Third Grade gardeners in Mrs. Glover’s, Ms. Cribbs’, and Mrs. Newman’s classes learned about planting seeds using Seed Balls. They then created their own Seed Balls, which will be used to plant seed throughout the garden after Thanksgiving.
Seed Balls were first developed by Japanese farmer and scientist Masanobu Fukuoka, a pioneer in the sustainable agriculture movement. Fukuoka felt that the most important way to preserve soil health and viability was to never till, or turn, the soil, resulting in no loss of soil fertility. Fukuoka’s book, The One-Straw Revolution, explains many of his ideas.
Seed Balls are made by mixing 5 parts powdered red clay (ground by Mrs. Glover’s class) with one part seeds, three parts compost, and a small amount of water. Students mixed these dry ingredients together and then added small amounts of water until the mixture had the consistency of brownie batter. Then they rolled the “dough” into 1/2 inch diameter balls. The balls will dry for a week before planting.
Seed Balls are often used to replant native vegetation in denuded and disturbed land. Seed Balls are scattered across the surface of land, ten balls per square meter, and left to sit. The hard clay protects the seeds from gathering insects, wind and birds until rains come. Then the rain softens the clay, softens the seed coat, and allows roots and shoots to grow down and up.

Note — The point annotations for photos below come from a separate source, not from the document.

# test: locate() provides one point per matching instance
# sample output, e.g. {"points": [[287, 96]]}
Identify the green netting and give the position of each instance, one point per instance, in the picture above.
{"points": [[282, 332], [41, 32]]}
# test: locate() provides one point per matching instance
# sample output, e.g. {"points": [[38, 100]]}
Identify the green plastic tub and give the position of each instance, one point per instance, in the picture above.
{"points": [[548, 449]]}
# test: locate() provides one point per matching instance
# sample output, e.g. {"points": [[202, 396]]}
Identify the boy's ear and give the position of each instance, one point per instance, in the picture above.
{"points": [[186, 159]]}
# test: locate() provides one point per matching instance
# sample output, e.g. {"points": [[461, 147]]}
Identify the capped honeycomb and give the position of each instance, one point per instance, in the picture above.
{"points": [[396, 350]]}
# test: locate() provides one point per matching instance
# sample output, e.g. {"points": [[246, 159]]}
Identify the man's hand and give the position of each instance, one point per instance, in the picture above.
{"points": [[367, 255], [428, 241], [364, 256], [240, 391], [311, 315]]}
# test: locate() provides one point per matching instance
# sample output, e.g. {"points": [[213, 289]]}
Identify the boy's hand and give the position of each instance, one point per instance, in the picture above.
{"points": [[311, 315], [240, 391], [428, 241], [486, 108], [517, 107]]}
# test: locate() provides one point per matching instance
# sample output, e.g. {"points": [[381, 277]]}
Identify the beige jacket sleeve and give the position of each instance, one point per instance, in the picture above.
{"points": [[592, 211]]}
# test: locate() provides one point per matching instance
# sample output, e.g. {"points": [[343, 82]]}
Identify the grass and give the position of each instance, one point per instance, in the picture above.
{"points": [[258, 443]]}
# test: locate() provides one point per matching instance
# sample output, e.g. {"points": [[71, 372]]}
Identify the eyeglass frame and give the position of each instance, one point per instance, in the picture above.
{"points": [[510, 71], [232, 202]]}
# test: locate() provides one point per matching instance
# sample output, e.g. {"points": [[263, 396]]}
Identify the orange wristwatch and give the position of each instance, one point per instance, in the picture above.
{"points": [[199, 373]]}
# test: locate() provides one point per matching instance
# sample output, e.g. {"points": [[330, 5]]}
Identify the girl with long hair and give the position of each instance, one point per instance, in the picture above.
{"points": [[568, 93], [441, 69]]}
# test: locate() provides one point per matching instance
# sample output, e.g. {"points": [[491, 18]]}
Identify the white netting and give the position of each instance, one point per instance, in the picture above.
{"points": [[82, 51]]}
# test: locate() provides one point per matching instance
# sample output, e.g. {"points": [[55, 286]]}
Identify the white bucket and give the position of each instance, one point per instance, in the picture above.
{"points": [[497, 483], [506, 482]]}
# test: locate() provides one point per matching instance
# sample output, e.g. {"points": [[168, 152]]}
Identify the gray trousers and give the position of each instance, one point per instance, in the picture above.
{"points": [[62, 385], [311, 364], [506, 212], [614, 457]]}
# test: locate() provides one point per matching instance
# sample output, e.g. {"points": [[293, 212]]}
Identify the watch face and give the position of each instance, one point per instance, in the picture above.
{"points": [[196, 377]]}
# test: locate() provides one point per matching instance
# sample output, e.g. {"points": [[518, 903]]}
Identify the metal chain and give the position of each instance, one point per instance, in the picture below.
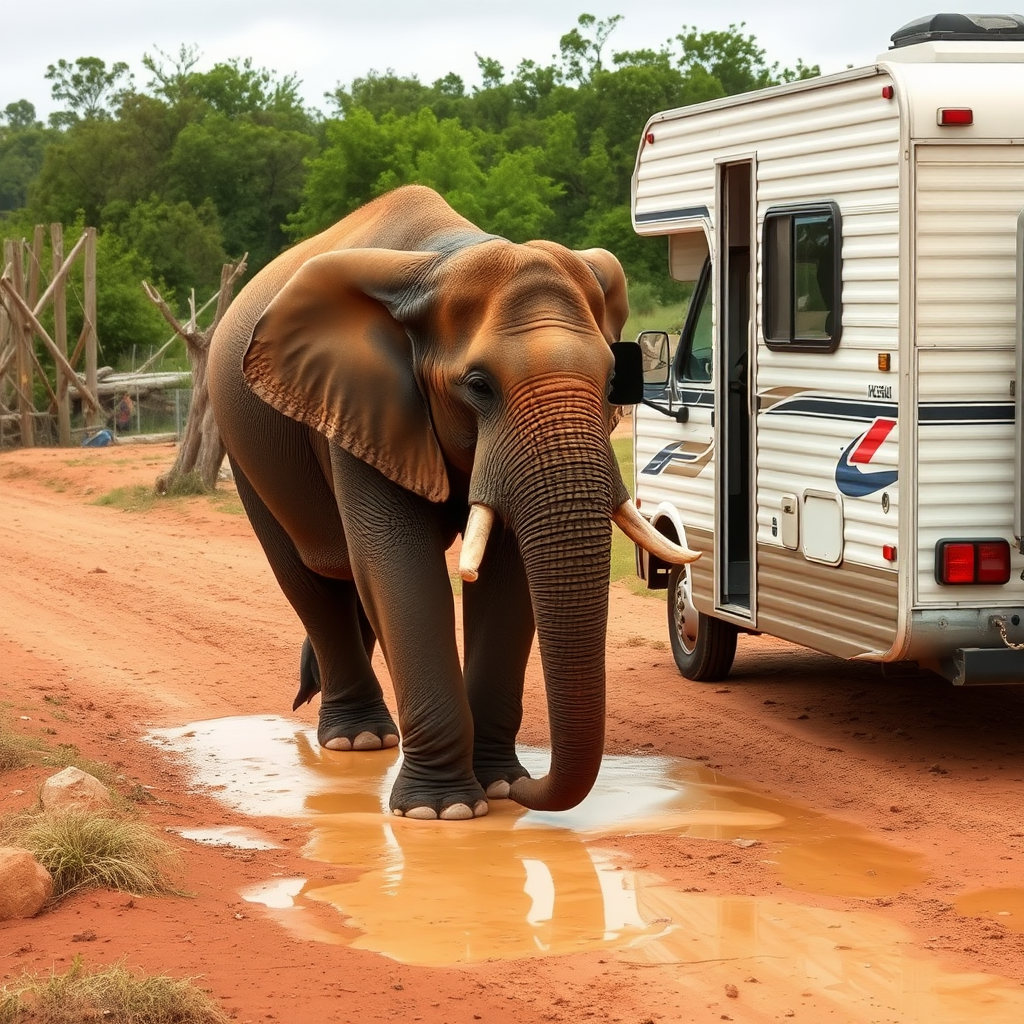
{"points": [[1001, 623]]}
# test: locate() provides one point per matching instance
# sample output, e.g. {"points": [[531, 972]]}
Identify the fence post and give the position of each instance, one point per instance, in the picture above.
{"points": [[14, 254], [91, 417], [60, 335]]}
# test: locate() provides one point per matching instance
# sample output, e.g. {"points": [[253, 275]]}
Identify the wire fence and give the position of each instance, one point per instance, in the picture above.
{"points": [[127, 414]]}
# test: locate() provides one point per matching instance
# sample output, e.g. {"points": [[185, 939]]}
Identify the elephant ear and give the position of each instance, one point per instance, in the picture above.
{"points": [[331, 352], [609, 274]]}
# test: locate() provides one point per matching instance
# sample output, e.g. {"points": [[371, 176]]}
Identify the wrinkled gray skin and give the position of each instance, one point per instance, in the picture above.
{"points": [[370, 384]]}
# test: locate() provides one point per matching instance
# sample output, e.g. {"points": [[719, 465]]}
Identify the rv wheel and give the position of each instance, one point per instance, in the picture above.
{"points": [[702, 646]]}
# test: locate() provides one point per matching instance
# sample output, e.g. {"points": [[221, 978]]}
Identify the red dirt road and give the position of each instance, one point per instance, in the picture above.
{"points": [[116, 622]]}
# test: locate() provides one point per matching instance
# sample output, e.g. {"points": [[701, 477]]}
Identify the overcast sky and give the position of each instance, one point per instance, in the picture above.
{"points": [[327, 43]]}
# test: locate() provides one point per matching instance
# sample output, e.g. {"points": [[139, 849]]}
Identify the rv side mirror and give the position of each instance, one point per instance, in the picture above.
{"points": [[655, 349], [628, 380]]}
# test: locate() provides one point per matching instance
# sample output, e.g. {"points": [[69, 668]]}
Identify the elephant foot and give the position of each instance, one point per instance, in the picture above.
{"points": [[497, 776], [455, 812], [344, 726], [428, 796], [364, 741]]}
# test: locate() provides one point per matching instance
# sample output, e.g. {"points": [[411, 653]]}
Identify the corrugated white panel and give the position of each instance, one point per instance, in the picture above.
{"points": [[967, 199], [965, 469], [839, 143], [692, 495], [845, 134]]}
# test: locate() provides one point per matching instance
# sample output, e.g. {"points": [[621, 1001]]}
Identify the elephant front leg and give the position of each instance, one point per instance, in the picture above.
{"points": [[335, 655], [499, 630], [397, 555]]}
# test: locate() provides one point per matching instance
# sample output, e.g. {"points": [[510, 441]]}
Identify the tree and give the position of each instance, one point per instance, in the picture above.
{"points": [[582, 50], [181, 243], [86, 86], [734, 59], [23, 142], [19, 115], [253, 174], [201, 451]]}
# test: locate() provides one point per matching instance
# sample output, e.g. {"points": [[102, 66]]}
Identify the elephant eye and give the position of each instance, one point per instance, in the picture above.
{"points": [[478, 387]]}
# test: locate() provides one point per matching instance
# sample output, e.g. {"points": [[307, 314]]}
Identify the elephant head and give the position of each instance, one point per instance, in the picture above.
{"points": [[475, 373]]}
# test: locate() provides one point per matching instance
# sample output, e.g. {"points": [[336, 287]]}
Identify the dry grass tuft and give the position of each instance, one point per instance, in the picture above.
{"points": [[95, 851], [16, 751], [114, 994]]}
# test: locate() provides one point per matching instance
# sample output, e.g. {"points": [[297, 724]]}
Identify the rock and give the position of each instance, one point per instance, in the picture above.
{"points": [[74, 790], [25, 884]]}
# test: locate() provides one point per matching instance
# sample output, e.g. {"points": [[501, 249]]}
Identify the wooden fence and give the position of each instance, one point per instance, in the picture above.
{"points": [[22, 366]]}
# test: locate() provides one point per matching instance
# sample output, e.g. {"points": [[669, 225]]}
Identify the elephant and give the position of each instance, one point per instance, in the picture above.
{"points": [[399, 379]]}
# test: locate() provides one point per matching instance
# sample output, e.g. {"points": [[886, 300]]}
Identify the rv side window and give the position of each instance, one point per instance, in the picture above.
{"points": [[803, 278], [694, 357]]}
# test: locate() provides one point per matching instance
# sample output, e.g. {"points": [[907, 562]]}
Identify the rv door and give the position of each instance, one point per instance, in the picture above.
{"points": [[1019, 390]]}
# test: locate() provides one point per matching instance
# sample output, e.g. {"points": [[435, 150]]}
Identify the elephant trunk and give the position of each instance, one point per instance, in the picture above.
{"points": [[556, 487]]}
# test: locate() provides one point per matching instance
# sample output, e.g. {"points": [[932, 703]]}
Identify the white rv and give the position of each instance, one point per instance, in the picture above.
{"points": [[839, 426]]}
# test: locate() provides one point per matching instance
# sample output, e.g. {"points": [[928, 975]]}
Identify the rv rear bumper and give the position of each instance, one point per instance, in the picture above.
{"points": [[985, 667]]}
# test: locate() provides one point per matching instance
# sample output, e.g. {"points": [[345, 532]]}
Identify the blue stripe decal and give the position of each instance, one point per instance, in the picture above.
{"points": [[834, 409], [965, 412], [929, 413]]}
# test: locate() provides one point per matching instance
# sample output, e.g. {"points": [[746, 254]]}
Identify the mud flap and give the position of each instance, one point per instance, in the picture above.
{"points": [[985, 667]]}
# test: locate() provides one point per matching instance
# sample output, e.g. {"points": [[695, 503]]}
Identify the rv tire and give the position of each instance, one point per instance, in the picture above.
{"points": [[702, 646]]}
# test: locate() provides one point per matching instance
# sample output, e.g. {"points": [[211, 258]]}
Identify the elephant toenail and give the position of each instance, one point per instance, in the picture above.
{"points": [[457, 812], [367, 741], [423, 813]]}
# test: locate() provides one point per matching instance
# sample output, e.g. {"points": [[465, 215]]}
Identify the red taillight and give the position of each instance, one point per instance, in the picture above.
{"points": [[958, 562], [948, 116], [993, 562]]}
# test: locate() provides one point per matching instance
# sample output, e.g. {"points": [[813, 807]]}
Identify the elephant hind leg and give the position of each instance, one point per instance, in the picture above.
{"points": [[339, 641]]}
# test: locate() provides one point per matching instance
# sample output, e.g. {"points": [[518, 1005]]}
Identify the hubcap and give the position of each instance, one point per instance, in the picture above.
{"points": [[686, 614]]}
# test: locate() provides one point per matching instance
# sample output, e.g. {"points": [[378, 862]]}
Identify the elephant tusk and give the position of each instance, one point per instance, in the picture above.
{"points": [[474, 542], [627, 517]]}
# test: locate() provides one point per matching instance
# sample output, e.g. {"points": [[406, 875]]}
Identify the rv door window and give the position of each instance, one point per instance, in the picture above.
{"points": [[656, 348], [695, 346], [803, 278]]}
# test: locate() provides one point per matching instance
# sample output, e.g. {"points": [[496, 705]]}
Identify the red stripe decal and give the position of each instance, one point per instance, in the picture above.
{"points": [[879, 431]]}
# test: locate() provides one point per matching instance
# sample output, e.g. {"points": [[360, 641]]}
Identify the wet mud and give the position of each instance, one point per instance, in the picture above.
{"points": [[520, 884]]}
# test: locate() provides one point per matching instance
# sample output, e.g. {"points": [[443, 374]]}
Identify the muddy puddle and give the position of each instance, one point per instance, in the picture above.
{"points": [[519, 884]]}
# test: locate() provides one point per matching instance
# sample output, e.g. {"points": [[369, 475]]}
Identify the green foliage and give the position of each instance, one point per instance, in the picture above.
{"points": [[114, 994], [85, 86], [181, 244], [204, 165]]}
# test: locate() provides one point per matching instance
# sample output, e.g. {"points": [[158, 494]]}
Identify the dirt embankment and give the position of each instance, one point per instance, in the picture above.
{"points": [[116, 622]]}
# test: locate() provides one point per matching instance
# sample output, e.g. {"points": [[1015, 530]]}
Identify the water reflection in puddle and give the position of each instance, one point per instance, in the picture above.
{"points": [[520, 883]]}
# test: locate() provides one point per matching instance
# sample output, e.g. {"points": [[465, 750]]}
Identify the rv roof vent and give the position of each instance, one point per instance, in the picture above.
{"points": [[977, 28]]}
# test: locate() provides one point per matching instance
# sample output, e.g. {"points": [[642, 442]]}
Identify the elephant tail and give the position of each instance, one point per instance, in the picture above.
{"points": [[309, 684]]}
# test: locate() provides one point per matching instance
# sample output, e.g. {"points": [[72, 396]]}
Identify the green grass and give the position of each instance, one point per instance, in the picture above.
{"points": [[140, 498], [669, 318], [113, 994], [86, 850], [135, 499]]}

While Seed Balls can be very effective in reseeding areas that have lost vegetation, it is essential that no non-native seeds be added to seed balls that will be used in wild areas. Only seeds that come from a particular piece of land should be used on that piece of land to prevent non-native and invasive species of plants from overwhelming native species. When non-native plants are introduced to an area, they often replace native plants, effectively removing the foods and sheltering plants that animals need in a habitat.